US 12,135,938 B2
Extended open information extraction by identifying nested relationships
Ajay Patel, Santa Clara, CA (US); and Alex Sands, Austin, TX (US)
Assigned to CORASCLOUD, INC., McLean, VA (US)
Filed by CORASCLOUD, INC., McLean, VA (US)
Filed on May 11, 2022, as Appl. No. 17/742,258.
Claims priority of provisional application 63/186,969, filed on May 11, 2021.
Prior Publication US 2022/0366135 A1, Nov. 17, 2022
Int. Cl. G06F 40/253 (2020.01); G06F 40/279 (2020.01); G06F 40/211 (2020.01)

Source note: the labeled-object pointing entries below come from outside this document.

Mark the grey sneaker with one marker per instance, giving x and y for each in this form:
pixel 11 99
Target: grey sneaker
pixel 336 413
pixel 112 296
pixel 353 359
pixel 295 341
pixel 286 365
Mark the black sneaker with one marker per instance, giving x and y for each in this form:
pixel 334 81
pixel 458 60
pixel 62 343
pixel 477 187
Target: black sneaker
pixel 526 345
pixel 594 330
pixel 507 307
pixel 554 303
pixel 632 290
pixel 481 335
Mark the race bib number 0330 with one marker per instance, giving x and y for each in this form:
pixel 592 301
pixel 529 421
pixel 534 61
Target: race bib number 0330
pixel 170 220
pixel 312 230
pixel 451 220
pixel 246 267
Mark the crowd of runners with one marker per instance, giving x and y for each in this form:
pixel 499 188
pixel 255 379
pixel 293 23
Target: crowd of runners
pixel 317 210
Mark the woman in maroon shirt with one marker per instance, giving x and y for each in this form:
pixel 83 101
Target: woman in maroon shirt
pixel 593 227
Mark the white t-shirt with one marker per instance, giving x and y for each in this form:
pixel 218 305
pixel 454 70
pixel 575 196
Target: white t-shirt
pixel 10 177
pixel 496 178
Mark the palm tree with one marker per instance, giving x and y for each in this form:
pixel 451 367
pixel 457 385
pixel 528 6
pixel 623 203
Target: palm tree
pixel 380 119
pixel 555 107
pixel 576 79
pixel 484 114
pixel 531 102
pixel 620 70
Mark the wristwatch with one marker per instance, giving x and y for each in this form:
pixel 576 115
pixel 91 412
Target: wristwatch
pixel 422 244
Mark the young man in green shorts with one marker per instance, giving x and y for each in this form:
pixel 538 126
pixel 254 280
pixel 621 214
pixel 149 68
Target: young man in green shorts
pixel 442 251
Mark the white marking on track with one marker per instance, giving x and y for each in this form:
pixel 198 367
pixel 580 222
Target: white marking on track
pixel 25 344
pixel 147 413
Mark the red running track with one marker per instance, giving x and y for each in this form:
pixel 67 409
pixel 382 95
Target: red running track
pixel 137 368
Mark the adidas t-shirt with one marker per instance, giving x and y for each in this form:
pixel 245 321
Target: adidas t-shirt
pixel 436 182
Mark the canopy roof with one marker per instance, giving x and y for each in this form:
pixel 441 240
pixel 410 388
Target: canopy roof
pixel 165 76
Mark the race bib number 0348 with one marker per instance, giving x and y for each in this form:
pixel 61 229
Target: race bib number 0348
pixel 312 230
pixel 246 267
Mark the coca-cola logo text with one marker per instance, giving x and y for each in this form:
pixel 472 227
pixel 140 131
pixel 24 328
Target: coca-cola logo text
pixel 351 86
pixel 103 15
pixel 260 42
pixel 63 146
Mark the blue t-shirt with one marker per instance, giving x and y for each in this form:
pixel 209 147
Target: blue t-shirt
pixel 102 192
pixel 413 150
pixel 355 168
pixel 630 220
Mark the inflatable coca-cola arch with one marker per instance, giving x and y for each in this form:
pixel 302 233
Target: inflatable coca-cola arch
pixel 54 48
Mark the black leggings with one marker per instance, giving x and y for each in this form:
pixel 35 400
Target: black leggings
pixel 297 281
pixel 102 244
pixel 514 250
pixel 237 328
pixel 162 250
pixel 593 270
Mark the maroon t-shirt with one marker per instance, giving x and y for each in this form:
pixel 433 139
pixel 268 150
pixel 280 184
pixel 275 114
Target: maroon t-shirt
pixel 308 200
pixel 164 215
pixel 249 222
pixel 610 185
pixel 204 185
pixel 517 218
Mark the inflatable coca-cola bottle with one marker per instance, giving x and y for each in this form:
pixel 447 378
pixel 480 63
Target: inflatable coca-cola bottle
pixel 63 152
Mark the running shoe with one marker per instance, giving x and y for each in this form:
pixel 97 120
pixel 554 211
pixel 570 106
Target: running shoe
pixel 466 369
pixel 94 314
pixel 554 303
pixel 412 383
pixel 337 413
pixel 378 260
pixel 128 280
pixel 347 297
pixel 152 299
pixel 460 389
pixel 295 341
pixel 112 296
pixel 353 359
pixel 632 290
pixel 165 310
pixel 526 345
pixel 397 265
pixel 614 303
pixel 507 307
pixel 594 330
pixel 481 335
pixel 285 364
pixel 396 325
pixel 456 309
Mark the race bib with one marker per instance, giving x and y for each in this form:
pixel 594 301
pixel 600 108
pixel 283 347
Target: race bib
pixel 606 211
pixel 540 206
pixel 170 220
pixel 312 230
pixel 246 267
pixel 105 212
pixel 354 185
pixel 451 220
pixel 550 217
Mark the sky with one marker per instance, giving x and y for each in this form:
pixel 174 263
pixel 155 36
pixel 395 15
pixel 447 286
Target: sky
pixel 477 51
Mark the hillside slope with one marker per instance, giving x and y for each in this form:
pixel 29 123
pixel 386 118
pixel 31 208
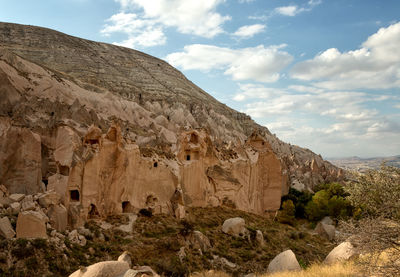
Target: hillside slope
pixel 113 129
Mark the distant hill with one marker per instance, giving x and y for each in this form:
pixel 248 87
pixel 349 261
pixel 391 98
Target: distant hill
pixel 363 164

CPC G06F 40/253 (2020.01) [G06F 40/279 (2020.01); G06F 40/211 (2020.01)] 20 Claims
OG exemplary drawing
 
1. A method, comprising:
utilizing a trained machine learning model executed in a computing device to learn syntax dependency patterns and parts of speech tag patterns of text based on labeled training data;
contextualizing, by the computing device executing the trained machine learning model, vector embeddings from a language model for each word in the text before determining whether to apply a syntax dependency pattern or parts of a speech tag pattern;
extracting, by the computing device executing the trained machine learning model, relationships for a given fragment of the text based on the contextualization;
resolving, by the computing device executing the trained machine learning model, relationships between a plurality of identified verbs based on a plurality of heuristics to identify the syntax dependency patterns;
identifying, by the computing device executing the trained machine learning model, at least one nested relationship;
capturing, by the computing device executing the trained machine learning model, metadata associated with the at least one nested relationship; and
performing, by utilizing the extracted relationships via the computing device executing the trained machine learning model, at least one of
open-domain question answering and natural language question answering,
answering questions posed by a user in a virtual assistant or chatbot application,
summarizing documents by filtering to keep salient information with a high frequency or importance, or
measuring information overlap and information disagreement between two or more documents.